Traditional methods for assessing upper-limb functional outcomes in stroke patients often fail to estimate the number of trials required to achieve performance stability of a chosen kinematic metric. Limited non-model-based studies have attempted to tackle this issue. To bridge this gap, this study utilized an iterative learning algorithm (ILA) in MATLAB, employing linear models to represent the muscle dynamics and forearm extension of impaired patients. The reference task space trajectory was set as a straight-line point-point trajectory within a range of 0 - 0.2828m. By using the root mean square error (RMSE) as a metric for evaluating kinematic accuracy, a maximum kinematic deviation error of 0.01m was imposed with respect to the trajectory by the (ILA).
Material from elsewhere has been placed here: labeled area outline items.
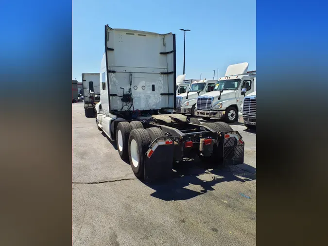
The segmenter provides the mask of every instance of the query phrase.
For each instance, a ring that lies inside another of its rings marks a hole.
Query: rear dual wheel
[[[129,138],[129,158],[132,171],[138,178],[143,178],[145,157],[149,145],[156,138],[164,136],[162,130],[157,127],[146,130],[134,129],[131,131]]]

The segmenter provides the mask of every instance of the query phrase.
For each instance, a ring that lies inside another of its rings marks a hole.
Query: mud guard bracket
[[[145,182],[170,178],[172,176],[174,144],[158,145],[156,142],[151,146],[150,151],[156,147],[150,157],[148,157],[149,151],[145,154]]]
[[[237,131],[221,132],[218,135],[219,150],[224,166],[239,165],[244,163],[245,143]]]

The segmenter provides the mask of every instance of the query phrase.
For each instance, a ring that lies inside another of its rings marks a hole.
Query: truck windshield
[[[193,84],[191,85],[191,87],[190,88],[189,91],[197,91],[198,90],[203,90],[203,89],[205,87],[205,83],[197,83],[197,84]]]
[[[214,90],[222,89],[236,90],[238,88],[240,83],[241,80],[239,79],[218,81],[215,85]]]

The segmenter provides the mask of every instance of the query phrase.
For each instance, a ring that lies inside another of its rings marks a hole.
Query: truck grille
[[[256,98],[245,98],[242,114],[256,116]]]
[[[197,109],[202,110],[210,110],[213,97],[203,96],[197,99]]]
[[[177,96],[175,99],[175,105],[178,107],[181,106],[181,101],[182,101],[182,97]]]

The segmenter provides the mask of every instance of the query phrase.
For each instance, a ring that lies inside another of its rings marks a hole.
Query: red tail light
[[[207,145],[207,144],[210,144],[211,143],[212,143],[212,140],[211,139],[204,140],[204,145]]]
[[[189,148],[192,147],[192,141],[188,141],[185,143],[185,147],[186,148]]]

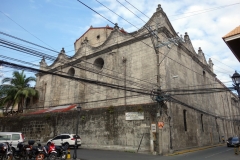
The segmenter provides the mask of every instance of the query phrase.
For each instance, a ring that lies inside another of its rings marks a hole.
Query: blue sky
[[[224,35],[240,25],[239,0],[98,1],[114,10],[124,19],[131,21],[138,28],[141,28],[145,22],[126,10],[119,2],[123,3],[144,21],[148,21],[148,18],[134,9],[128,2],[148,17],[151,17],[156,11],[157,5],[161,4],[174,29],[183,35],[185,32],[188,32],[195,50],[197,51],[198,47],[201,47],[206,59],[212,59],[214,72],[225,85],[231,86],[230,74],[232,75],[235,70],[240,72],[239,62],[222,40]],[[96,0],[82,0],[82,2],[114,23],[118,23],[127,32],[137,30],[137,28],[114,15]],[[70,56],[74,54],[74,42],[76,39],[91,25],[93,27],[112,26],[110,22],[77,0],[2,0],[0,5],[0,32],[56,51],[60,51],[64,47]],[[30,46],[1,34],[0,38]],[[38,48],[38,50],[41,49]],[[46,54],[57,56],[53,52],[46,52]],[[41,58],[9,50],[1,46],[0,55],[35,64],[39,64],[41,60]],[[11,77],[13,70],[3,67],[0,69],[0,72],[3,77]],[[27,72],[27,75],[32,74]]]

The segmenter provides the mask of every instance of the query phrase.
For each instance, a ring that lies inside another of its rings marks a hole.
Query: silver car
[[[17,149],[17,144],[24,141],[21,132],[0,132],[0,143],[8,142],[12,144],[13,150]]]

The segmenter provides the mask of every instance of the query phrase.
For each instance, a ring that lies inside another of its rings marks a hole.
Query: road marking
[[[212,154],[212,155],[210,155],[210,156],[207,156],[207,157],[205,157],[205,158],[209,158],[209,157],[212,157],[212,156],[215,156],[215,155],[217,155],[217,154],[221,154],[221,153],[224,153],[224,152],[227,152],[227,151],[230,151],[230,150],[232,150],[232,149],[228,149],[228,150],[223,151],[223,152],[218,152],[218,153]]]

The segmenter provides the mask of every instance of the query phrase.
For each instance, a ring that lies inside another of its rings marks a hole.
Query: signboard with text
[[[156,124],[154,124],[154,123],[151,124],[151,131],[152,131],[153,133],[156,133],[156,131],[157,131]]]
[[[144,112],[126,112],[126,120],[144,120]]]

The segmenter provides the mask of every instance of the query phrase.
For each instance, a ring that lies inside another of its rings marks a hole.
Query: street
[[[71,158],[74,149],[71,149]],[[140,153],[130,153],[122,151],[94,150],[94,149],[78,149],[77,159],[81,160],[237,160],[240,155],[234,154],[233,147],[214,147],[192,153],[186,153],[175,156],[160,156]]]

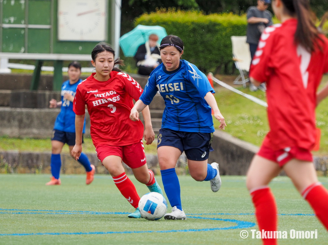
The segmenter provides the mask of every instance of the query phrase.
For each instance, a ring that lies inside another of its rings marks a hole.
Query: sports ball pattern
[[[163,196],[157,192],[149,192],[139,201],[139,210],[141,217],[149,220],[157,220],[167,210],[167,203]]]

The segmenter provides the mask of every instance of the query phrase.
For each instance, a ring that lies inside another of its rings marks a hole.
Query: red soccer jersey
[[[125,146],[142,138],[144,127],[141,121],[130,118],[133,107],[143,91],[129,75],[112,71],[108,81],[101,82],[93,77],[95,73],[79,84],[74,98],[73,109],[77,115],[85,113],[88,107],[93,145]]]
[[[267,82],[267,137],[274,150],[313,148],[316,92],[328,72],[328,40],[321,35],[322,51],[310,53],[295,44],[297,25],[293,19],[266,28],[251,66],[250,77]]]

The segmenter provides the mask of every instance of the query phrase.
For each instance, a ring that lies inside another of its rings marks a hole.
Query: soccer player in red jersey
[[[250,80],[267,82],[270,130],[247,173],[263,243],[275,244],[277,207],[268,186],[282,169],[328,229],[328,192],[318,181],[310,151],[316,141],[317,89],[328,72],[328,40],[313,23],[307,0],[273,0],[281,22],[267,27],[252,61]],[[326,87],[318,93],[319,102]],[[263,234],[264,233],[264,234]]]
[[[142,143],[144,135],[147,145],[152,143],[153,131],[149,107],[142,111],[145,130],[140,121],[130,119],[133,107],[143,91],[139,84],[123,73],[116,64],[123,65],[119,59],[114,61],[115,52],[106,43],[100,43],[91,53],[96,72],[79,84],[73,101],[76,114],[75,145],[72,154],[77,160],[82,151],[82,130],[86,105],[90,115],[90,132],[99,160],[113,177],[122,195],[136,209],[128,216],[140,218],[140,198],[133,184],[125,174],[122,160],[132,169],[136,179],[146,184],[151,192],[163,194],[154,176],[148,169]]]

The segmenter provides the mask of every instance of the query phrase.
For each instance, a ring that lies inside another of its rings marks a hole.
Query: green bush
[[[245,15],[205,15],[179,10],[145,13],[136,19],[135,24],[160,26],[168,34],[178,36],[184,44],[182,58],[204,72],[218,71],[222,65],[232,63],[230,37],[246,35],[247,26]]]

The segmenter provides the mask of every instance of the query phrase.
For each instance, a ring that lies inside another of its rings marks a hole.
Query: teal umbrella
[[[120,38],[120,46],[126,57],[133,57],[141,44],[147,41],[151,34],[158,36],[159,42],[167,36],[164,27],[159,26],[143,26],[138,25],[131,31],[126,33]]]

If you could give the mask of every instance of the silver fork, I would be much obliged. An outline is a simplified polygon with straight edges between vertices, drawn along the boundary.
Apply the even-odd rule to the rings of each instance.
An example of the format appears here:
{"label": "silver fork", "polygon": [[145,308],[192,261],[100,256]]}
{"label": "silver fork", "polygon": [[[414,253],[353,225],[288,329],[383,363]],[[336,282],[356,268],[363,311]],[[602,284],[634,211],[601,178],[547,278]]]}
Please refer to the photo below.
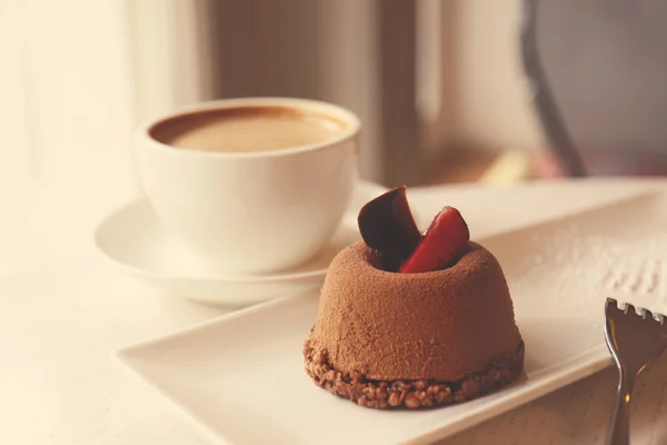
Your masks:
{"label": "silver fork", "polygon": [[609,445],[627,445],[630,441],[630,395],[635,378],[667,348],[667,324],[661,314],[607,298],[605,338],[618,368],[618,387]]}

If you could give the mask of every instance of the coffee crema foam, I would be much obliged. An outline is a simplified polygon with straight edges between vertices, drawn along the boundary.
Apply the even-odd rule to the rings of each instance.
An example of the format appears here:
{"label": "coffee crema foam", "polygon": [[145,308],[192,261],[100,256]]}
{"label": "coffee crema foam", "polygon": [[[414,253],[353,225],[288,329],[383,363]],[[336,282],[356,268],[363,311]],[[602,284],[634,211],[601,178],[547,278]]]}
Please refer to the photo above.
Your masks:
{"label": "coffee crema foam", "polygon": [[270,151],[335,138],[347,123],[325,112],[289,106],[239,106],[177,116],[150,135],[171,147],[209,152]]}

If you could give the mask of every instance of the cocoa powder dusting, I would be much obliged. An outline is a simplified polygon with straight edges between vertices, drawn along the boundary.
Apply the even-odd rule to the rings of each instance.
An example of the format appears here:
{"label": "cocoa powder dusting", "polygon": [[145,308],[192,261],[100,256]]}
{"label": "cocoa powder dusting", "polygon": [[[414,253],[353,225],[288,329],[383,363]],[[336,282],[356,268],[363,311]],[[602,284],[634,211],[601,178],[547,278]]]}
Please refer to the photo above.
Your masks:
{"label": "cocoa powder dusting", "polygon": [[331,263],[310,346],[327,350],[332,369],[375,380],[457,382],[516,354],[509,289],[484,247],[470,243],[455,266],[432,273],[389,273],[378,261],[360,241]]}

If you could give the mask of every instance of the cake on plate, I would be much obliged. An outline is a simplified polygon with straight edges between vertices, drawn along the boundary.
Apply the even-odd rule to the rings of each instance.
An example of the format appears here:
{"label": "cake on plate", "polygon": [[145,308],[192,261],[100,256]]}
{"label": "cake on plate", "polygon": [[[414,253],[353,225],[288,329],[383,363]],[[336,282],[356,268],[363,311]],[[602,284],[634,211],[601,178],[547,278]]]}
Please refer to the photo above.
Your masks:
{"label": "cake on plate", "polygon": [[359,214],[362,241],[332,260],[305,367],[331,394],[375,408],[466,402],[524,367],[498,260],[445,207],[422,235],[392,189]]}

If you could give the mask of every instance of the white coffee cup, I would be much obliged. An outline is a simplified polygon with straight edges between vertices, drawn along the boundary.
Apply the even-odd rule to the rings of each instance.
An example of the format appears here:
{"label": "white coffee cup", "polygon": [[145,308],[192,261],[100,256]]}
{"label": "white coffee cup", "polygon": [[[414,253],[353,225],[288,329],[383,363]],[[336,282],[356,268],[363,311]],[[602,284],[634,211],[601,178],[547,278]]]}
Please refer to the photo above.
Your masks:
{"label": "white coffee cup", "polygon": [[[221,109],[287,107],[342,127],[317,144],[277,150],[199,151],[160,142],[159,126]],[[175,123],[176,125],[176,123]],[[201,103],[138,130],[143,189],[160,221],[208,268],[266,274],[315,257],[330,239],[358,176],[359,119],[330,103],[242,98]]]}

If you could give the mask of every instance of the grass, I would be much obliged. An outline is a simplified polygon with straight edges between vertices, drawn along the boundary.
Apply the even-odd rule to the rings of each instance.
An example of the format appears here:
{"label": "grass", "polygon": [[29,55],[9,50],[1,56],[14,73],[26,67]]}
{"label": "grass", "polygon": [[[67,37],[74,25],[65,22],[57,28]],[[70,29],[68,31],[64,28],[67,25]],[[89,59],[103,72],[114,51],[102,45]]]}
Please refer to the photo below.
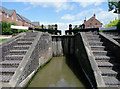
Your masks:
{"label": "grass", "polygon": [[36,71],[36,73],[33,75],[33,77],[29,80],[29,82],[26,84],[26,86],[24,87],[24,89],[29,89],[29,85],[31,84],[32,80],[34,79],[35,75],[40,72],[49,62],[51,61],[51,59],[46,62],[45,64],[42,64],[38,70]]}
{"label": "grass", "polygon": [[0,42],[4,41],[4,40],[7,40],[7,39],[0,39]]}

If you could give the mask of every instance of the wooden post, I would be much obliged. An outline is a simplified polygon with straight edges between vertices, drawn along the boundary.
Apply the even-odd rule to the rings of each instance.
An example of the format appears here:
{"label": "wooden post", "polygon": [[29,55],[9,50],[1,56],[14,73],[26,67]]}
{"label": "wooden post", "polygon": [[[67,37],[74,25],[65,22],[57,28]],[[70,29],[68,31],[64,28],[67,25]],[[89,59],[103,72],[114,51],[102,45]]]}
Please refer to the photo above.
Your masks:
{"label": "wooden post", "polygon": [[55,24],[55,35],[57,35],[57,24]]}
{"label": "wooden post", "polygon": [[72,25],[69,24],[69,34],[70,34],[70,35],[72,35],[72,32],[71,32],[71,31],[72,31]]}

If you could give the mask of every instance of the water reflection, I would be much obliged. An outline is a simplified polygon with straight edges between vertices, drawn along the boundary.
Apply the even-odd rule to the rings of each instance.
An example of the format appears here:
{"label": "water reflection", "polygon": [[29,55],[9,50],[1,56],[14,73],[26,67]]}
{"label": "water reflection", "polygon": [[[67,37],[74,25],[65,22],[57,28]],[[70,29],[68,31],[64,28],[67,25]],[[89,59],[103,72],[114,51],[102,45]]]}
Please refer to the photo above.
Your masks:
{"label": "water reflection", "polygon": [[32,80],[29,87],[84,87],[65,63],[65,57],[54,57]]}

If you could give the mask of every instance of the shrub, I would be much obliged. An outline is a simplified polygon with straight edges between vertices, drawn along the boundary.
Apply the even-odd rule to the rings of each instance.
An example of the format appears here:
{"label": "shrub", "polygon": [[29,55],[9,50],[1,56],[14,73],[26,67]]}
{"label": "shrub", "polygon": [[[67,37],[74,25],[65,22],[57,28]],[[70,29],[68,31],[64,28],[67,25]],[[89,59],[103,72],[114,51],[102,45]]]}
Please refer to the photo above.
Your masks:
{"label": "shrub", "polygon": [[28,30],[11,29],[11,25],[17,24],[15,22],[8,23],[7,21],[2,21],[2,35],[12,35],[15,33],[28,32]]}

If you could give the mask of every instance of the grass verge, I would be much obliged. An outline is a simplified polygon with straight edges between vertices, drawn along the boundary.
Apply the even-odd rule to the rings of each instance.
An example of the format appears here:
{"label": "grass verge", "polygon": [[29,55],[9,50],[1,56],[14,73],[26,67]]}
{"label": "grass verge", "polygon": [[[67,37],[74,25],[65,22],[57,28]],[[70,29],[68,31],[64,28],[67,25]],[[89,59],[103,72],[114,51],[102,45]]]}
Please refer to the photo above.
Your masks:
{"label": "grass verge", "polygon": [[0,39],[0,42],[4,41],[4,40],[7,40],[7,39]]}

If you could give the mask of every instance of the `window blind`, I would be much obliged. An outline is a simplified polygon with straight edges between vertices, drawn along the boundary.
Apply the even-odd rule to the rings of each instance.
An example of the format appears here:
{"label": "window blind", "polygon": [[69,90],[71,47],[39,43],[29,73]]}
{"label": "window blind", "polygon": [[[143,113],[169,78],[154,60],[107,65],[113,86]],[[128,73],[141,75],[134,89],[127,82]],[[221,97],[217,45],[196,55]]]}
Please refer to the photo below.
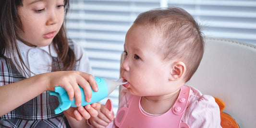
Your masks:
{"label": "window blind", "polygon": [[[68,35],[84,47],[96,77],[116,80],[126,32],[137,15],[152,8],[176,6],[202,26],[206,36],[235,39],[256,45],[256,1],[204,0],[71,0]],[[107,98],[114,112],[118,88]],[[101,102],[105,104],[107,99]]]}

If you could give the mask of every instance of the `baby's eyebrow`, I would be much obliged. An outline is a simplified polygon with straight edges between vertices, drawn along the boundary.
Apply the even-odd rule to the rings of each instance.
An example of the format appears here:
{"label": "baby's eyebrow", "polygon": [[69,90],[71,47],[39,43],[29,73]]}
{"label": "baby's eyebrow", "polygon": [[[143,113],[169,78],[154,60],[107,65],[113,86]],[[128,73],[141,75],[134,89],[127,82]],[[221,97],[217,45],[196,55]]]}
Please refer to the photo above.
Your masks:
{"label": "baby's eyebrow", "polygon": [[29,4],[32,4],[33,3],[35,3],[37,2],[39,2],[39,1],[42,1],[43,0],[34,0],[34,1],[32,1],[31,2],[31,3],[29,3]]}

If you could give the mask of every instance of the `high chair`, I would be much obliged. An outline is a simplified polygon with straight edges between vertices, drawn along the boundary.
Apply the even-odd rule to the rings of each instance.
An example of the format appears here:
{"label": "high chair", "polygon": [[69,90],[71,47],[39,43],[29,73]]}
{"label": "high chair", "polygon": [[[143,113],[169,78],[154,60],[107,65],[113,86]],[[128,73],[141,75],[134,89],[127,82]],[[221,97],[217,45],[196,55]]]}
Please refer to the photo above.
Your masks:
{"label": "high chair", "polygon": [[255,128],[256,46],[219,38],[205,41],[202,61],[185,85],[215,97],[223,128]]}
{"label": "high chair", "polygon": [[[240,128],[255,128],[256,46],[218,38],[206,38],[205,42],[202,61],[186,85],[223,101],[223,112]],[[235,122],[225,122],[225,115],[223,128],[238,128]]]}

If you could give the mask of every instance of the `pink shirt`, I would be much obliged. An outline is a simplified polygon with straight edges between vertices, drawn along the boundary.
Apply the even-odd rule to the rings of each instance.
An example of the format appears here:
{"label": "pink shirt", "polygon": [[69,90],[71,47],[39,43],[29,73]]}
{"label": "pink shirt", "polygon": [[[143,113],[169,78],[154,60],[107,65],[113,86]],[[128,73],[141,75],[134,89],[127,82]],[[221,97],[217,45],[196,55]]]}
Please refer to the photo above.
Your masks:
{"label": "pink shirt", "polygon": [[[221,128],[219,108],[214,98],[208,95],[203,95],[198,90],[191,88],[189,103],[182,118],[192,128]],[[119,108],[128,107],[126,103],[132,95],[125,88],[121,90]],[[107,128],[115,128],[114,121]]]}

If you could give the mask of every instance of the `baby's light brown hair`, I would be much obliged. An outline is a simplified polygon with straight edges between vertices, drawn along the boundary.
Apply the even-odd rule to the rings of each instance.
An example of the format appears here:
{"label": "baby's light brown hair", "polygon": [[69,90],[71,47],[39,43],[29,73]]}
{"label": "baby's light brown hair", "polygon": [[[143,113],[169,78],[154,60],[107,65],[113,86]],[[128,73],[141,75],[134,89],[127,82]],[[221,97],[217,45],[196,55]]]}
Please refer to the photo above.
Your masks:
{"label": "baby's light brown hair", "polygon": [[178,60],[186,67],[184,81],[192,77],[204,53],[204,42],[199,25],[186,11],[177,7],[158,8],[140,14],[134,24],[157,29],[163,40],[158,47],[164,60]]}

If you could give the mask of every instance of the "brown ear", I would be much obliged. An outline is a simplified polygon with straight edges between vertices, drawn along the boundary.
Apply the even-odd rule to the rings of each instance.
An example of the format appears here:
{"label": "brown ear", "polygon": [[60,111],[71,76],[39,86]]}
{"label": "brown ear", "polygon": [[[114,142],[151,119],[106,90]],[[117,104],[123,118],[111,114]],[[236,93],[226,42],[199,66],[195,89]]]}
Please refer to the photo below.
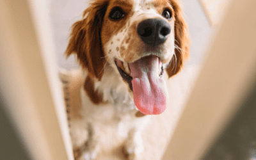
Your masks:
{"label": "brown ear", "polygon": [[107,1],[97,1],[84,12],[83,19],[72,26],[66,50],[67,57],[76,54],[88,75],[99,81],[103,75],[105,60],[101,48],[100,28],[107,6]]}
{"label": "brown ear", "polygon": [[174,10],[175,49],[169,67],[166,69],[169,77],[180,71],[184,61],[189,56],[189,47],[190,45],[189,35],[182,17],[183,12],[177,0],[170,1]]}

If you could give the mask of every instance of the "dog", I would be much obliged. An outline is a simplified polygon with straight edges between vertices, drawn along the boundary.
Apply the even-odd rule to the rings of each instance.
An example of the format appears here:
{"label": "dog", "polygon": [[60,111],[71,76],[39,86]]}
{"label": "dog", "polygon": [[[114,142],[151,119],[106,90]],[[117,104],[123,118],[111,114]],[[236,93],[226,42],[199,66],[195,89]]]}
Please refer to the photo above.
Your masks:
{"label": "dog", "polygon": [[95,159],[103,132],[124,138],[129,159],[141,159],[141,132],[168,106],[166,82],[182,69],[189,44],[178,0],[91,3],[65,52],[84,71],[81,116],[70,120],[76,159]]}

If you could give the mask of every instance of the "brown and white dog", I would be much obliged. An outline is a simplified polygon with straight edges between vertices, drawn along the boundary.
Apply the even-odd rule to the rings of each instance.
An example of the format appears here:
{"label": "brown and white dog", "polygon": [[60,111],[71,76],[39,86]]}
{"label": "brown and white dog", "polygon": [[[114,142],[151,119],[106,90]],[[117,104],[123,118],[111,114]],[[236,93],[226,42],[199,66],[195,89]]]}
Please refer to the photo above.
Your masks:
{"label": "brown and white dog", "polygon": [[139,159],[144,115],[164,111],[166,81],[189,56],[182,13],[178,0],[94,0],[73,25],[66,54],[85,72],[83,118],[70,120],[74,148],[86,144],[77,158],[95,159],[100,126],[116,124],[130,159]]}

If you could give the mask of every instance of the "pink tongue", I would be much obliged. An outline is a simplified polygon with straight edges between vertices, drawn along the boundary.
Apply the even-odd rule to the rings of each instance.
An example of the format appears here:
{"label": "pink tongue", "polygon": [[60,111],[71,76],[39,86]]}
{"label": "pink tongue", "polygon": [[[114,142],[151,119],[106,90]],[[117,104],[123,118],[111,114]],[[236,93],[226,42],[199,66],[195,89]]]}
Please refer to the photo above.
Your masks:
{"label": "pink tongue", "polygon": [[129,64],[132,75],[134,103],[145,115],[158,115],[166,109],[167,90],[159,76],[159,60],[156,56],[142,58]]}

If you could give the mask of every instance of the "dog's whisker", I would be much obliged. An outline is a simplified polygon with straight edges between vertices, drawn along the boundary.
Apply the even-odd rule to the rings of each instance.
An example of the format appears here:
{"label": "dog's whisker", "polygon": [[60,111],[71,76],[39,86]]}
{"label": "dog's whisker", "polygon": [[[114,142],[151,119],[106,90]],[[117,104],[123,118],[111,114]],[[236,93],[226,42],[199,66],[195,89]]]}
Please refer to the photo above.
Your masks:
{"label": "dog's whisker", "polygon": [[101,72],[102,72],[102,71],[104,70],[104,69],[106,68],[106,65],[107,63],[108,63],[108,59],[109,59],[109,57],[108,58],[108,60],[106,61],[106,63],[105,63],[104,67],[103,67],[102,70],[100,71],[100,72],[98,75],[99,75],[100,74],[101,74]]}

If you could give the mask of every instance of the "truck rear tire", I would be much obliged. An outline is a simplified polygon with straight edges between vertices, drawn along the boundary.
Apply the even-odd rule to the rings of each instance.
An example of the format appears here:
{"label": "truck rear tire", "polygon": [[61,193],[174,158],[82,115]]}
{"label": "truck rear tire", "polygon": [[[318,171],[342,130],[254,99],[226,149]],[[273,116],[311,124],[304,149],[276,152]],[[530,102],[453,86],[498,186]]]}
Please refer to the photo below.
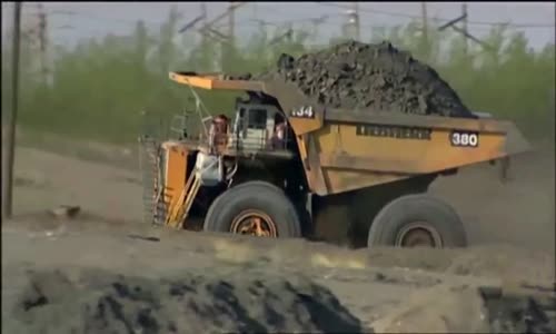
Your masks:
{"label": "truck rear tire", "polygon": [[406,195],[380,209],[370,225],[367,246],[465,247],[467,236],[451,206],[428,195]]}
{"label": "truck rear tire", "polygon": [[295,206],[278,187],[248,181],[222,193],[210,206],[203,229],[261,237],[300,237]]}

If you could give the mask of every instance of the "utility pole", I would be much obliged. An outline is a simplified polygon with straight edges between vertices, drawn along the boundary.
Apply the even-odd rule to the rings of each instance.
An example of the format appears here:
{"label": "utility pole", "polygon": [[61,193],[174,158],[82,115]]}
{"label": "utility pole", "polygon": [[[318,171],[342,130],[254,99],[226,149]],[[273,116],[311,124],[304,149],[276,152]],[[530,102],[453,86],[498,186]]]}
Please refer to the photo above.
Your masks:
{"label": "utility pole", "polygon": [[[208,23],[208,14],[207,14],[207,3],[205,1],[200,2],[201,7],[201,22],[202,27],[206,27]],[[201,43],[202,46],[206,46],[207,43],[207,33],[201,33]]]}
{"label": "utility pole", "polygon": [[230,1],[229,2],[229,7],[228,7],[228,35],[229,35],[229,38],[230,38],[230,43],[234,45],[234,39],[236,38],[236,10],[235,10],[235,6],[234,6],[234,1]]}
{"label": "utility pole", "polygon": [[42,3],[38,3],[39,9],[39,48],[40,48],[40,68],[42,82],[47,84],[47,14]]}
{"label": "utility pole", "polygon": [[[19,98],[19,43],[21,33],[21,4],[22,2],[13,2],[13,46],[12,46],[12,105],[11,115],[6,134],[6,145],[8,146],[6,159],[2,157],[2,171],[4,171],[2,180],[2,219],[11,218],[13,204],[13,160],[16,156],[16,120],[18,116],[18,98]],[[2,134],[3,137],[3,134]],[[3,150],[2,150],[3,153]]]}
{"label": "utility pole", "polygon": [[359,21],[359,2],[354,2],[354,27],[355,27],[355,39],[361,40],[361,26]]}
{"label": "utility pole", "polygon": [[467,31],[467,2],[461,3],[461,26],[464,30],[464,55],[467,56],[467,36],[469,32]]}
{"label": "utility pole", "polygon": [[420,13],[423,17],[423,42],[428,46],[428,17],[427,17],[427,2],[420,3]]}

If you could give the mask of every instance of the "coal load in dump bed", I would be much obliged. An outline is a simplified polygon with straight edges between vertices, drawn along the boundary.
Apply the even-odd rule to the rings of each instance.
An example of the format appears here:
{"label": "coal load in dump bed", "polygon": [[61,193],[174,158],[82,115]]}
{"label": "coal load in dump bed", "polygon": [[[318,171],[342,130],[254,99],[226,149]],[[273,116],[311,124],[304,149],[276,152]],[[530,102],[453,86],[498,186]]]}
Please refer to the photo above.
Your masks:
{"label": "coal load in dump bed", "polygon": [[281,55],[276,71],[325,106],[447,117],[475,116],[438,73],[389,42],[348,41],[294,59]]}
Results indicate that over 16 trials, performance stability was obtained with improvement in deviation error from 0.0168m in the first trial to 0.0060 at sixteen trials. The result obtained is in line with similar non-model studies and our findings inform the potential of ILAs with linear models for estimation of trial numbers required to attain performance stability of a selected kinematic metric (i.e., kinematic accuracy).
一个基于线性模型的仿真工具,用于估计在给定的康复过程中上肢卒中恢复所需的试验数量
评估脑卒中患者上肢功能结果的传统方法往往无法估计达到所选运动学指标性能稳定性所需的试验数量。有限的非基于模型的研究试图解决这个问题。为了弥补这一空白,本研究利用MATLAB中的迭代学习算法(ILA),采用线性模型来表示受损患者的肌肉动力学和前臂伸展。参考任务空间轨迹设置为0 - 0.2828m范围内的直线点-点轨迹。采用均方根误差(RMSE)作为评价运动精度的度量,对运动轨迹施加的最大运动偏差误差为0.01m。结果表明,经过16次试验,获得了性能稳定性,偏差误差从第一次试验的0.0168m提高到16次试验的0.0060。获得的结果与类似的非模型研究一致,我们的研究结果表明,ILAs具有线性模型的潜力,用于估计获得所选运动度量(即运动精度)的性能稳定性所需的试验数。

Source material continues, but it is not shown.